We had now entered a tract of land similar to that which we had travelled over when on our route from the Wakoes to the Comanches. The prairie was often intersected by chasms, the bottoms of which were perfectly dry, so that we could procure water but once every twenty-four hours, and that, too often so hot and so muddy, that even our poor horses would not drink it freely. They had, however, the advantage over us in point of feeding, for the grass was sweet and tender, and moistened during night by the heavy dews; as for ourselves, we were beginning to starve in earnest.

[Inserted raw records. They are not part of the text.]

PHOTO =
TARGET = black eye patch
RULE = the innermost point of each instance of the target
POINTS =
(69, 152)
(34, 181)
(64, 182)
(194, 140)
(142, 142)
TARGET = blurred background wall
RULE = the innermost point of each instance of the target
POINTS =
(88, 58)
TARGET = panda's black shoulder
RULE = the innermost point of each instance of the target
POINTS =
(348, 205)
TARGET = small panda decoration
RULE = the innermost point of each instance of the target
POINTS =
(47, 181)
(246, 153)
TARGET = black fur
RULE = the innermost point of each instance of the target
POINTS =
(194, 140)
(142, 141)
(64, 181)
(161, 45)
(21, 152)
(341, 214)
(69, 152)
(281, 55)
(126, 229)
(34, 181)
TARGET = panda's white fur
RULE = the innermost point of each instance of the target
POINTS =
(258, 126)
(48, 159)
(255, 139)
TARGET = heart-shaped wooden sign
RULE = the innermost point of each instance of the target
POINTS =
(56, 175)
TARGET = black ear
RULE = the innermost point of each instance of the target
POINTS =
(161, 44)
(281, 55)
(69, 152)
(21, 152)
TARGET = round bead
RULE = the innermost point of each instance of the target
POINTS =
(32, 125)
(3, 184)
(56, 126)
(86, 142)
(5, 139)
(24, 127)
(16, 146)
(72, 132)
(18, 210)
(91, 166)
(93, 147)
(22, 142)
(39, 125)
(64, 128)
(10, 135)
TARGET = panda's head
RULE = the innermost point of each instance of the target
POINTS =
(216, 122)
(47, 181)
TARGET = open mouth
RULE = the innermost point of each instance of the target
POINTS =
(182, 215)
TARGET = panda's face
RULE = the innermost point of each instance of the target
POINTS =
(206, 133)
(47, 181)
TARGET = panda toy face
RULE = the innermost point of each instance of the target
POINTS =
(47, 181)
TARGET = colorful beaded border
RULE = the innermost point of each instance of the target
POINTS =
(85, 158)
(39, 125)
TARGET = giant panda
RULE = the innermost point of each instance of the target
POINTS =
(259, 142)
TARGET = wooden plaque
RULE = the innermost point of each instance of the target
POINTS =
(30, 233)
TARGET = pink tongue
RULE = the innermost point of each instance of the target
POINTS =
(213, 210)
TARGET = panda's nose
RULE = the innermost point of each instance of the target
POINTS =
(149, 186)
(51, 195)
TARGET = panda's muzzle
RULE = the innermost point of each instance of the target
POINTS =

We had anticipated regaling ourselves with the juicy humps of the buffaloes which we should kill, but although we had entered the very heart of their great pasture-land, we had not met with one, nor even with a ground-hog; a snake, or a frog. One evening, the pangs of hunger became so sharp that we were obliged to chew tobacco and pieces of leather to allay our cravings; and we determined that if, the next day at sunset we had no better fortune, we would draw lots to kill one of our horses. That evening we could not sleep, and as murmuring was of no avail, the divine entertained us with a Texan story, just, as he said, to pump the superfluous air out of his body. I shall give it in his own terms:--
"Well, I was coming down the Wabash River (Indiana), when, as it happens nine times out of ten, the steam-boat got aground, and that so firmly, that there was no hope of her floating again till the next flood; so I took my wallet, waded for two hundred yards, with the water to my knees, till I got safe on shore, upon a thick-timbered bank, full of rattle-snakes, thorns of the locust-tree, and spiders' webs, so strong, that I was obliged to cut them with my nose, to clear the way before me. I soon got so entangled by the vines and the briars that I thought I had better turn my back to the stream till I should get to the upland, which I could now and then perceive through the clearings opened between the trees by recent thunder-storms. Unhappily, between the upland and the little ridge on which I stood there was a wide river bottom [24], into which I had scarcely advanced fifty yards when I got bogged. Well, it took me a long while to get out of my miry hole, where I was as fast as a swine in its Arkansas sty; and then I looked about for my wallet, which I had dropped. I could see which way it had gone, for, close to the yawning circle from which I had just extricated myself, there was another smaller one two yards off, into which my wallet had sunk deep, though it was comfortably light; which goes to illustrate the Indiana saying, that there is no conscience so light but will sink in the bottom of the Wabash. Well, I did not care much, as in my wallet I had only an old coloured shirt and a dozen of my own sermons, which I knew by heart, having repeated them a hundred times over.
[24] River bottom is a space, sometimes of many miles in width, on the side of the river, running parallel with it. It is always very valuable and productive land, but unhealthy, and dangerous to cross, from its boggy nature.
"Being now in a regular fix, I cut a stick, and began wittling and whistling, to lighten my sorrows, till at last I perceived at the bank of the river, and five hundred yards ahead, one of those large rafts, constructed pretty much like Noah's ark, in which a Wabash farmer embarks his cargo of women and fleas, pigs and chickens, corn, whisky, rats, sheep, and stolen niggers; indeed, in most cases, the whole of the cargo is stolen, except the wife and children, the only portion whom the owner would very much like to be rid of; but these will stick to him as naturally as a prairie fly to a horse, as long as he has spirits to drink, pigs to attend to, and breeches to mend.